BEST SUPPORTING ACTOR: Sylvester Stallone, Creed The Best Supporting Actor category is the most wide open of any this year.
There is the impeccable British actor Mark Rylance playing a Russian agent in Bridge of Spies; veteran Sylvester Stallone reprising his Rocky role in Creed; and Tom Hardy, whose malevolence fuels the hero’s revenge quest in The Revenant. The other two nominees, Mark Ruffalo from Spotlight and Christian Bale from The Big Short, gave wonderful performances, but they were part of ensembles of actors who all should have been nominated.
It’s a tough call, but Stallone is very good, he’s a beloved figure, and his character is training a young boxer and battling cancer.
BEST SUPPORTING ACTRESS: Alicia Vikander All the Best Supporting Actress nominees – Jennifer Jason Leigh (The Hateful Eight), Rooney Mara (Carol), Rachel McAdams (Spotlight), Alicia Vikander (The Danish Girl) and Kate Winslet (Steve Jobs) – did wonderful work. But Alicia Vikander, who is essentially a lead actress nominated in the supporting category (the same could be said of Winslet and Mara), gives an especially appealing performance as the wife of one of the first men to have sex reassignment surgery. She seems to be at the beginning of a brilliant career. She also received great reviews for Ex Machina, and the Academy likes to anoint a new face.
BEST ADAPTED SCREENPLAY: The Big Short BEST ORIGINAL SCREENPLAY: Spotlight In the screenplay categories, the smart movies so many people loved — Spotlight and The Big Short — are the favorites. The Big Short, based on a book by Michael Lewis, is especially remarkable because it turns a financial crisis so complex that most bankers didn’t understand it into an entertaining film. Spotlight takes a set of facts we thought we knew and makes them into a suspenseful, moving drama.
BEST FOREIGN LANGUAGE FILM: Son of Saul If you’ve seen Son of Saul, you don’t have to ask whether it will win in the Best Foreign Language Film category.

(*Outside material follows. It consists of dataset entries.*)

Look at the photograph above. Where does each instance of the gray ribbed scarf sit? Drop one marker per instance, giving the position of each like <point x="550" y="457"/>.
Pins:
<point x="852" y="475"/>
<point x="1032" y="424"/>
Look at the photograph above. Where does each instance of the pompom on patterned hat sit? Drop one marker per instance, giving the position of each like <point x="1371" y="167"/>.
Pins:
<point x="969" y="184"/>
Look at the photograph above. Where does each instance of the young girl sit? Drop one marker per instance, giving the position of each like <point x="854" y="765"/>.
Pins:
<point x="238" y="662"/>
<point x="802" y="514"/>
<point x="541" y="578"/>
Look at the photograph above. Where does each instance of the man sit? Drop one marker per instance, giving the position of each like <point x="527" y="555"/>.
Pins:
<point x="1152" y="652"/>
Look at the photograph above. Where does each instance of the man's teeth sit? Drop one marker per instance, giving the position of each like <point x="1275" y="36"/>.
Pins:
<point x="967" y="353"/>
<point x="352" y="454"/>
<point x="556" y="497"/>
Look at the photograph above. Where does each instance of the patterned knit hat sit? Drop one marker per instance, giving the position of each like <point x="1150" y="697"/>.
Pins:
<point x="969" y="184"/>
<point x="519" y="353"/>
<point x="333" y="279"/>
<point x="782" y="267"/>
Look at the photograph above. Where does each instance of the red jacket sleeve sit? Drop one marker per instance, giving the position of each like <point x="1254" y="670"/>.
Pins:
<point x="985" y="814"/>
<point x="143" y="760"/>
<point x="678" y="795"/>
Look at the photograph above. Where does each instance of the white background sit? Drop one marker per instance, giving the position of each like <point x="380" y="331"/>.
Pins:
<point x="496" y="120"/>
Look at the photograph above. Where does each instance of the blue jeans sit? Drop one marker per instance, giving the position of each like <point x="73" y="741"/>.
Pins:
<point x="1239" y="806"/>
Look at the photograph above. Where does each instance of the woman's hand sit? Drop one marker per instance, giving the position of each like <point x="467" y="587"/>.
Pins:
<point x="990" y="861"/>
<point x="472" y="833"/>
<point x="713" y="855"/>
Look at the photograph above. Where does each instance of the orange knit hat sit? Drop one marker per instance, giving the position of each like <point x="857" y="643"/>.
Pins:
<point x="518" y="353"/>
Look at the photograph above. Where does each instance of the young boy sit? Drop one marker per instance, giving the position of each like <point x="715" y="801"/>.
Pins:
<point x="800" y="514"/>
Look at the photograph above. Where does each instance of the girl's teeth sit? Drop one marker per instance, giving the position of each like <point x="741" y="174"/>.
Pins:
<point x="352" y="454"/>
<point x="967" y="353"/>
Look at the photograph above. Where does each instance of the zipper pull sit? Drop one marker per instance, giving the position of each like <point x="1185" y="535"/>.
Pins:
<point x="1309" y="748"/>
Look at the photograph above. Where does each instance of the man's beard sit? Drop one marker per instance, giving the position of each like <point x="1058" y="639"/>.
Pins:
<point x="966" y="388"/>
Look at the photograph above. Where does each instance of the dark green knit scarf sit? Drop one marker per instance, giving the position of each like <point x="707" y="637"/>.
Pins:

Never has a feature film about the Holocaust had this much impact. It is impeccably researched, acted and directed, and no one who sees it will be able to forget it, as much as they may want to. The screenplay for this Hungarian film, which won the Grand Jury Prize at Cannes, was developed at the Jerusalem International Film Lab at the Sam Spiegel Film School.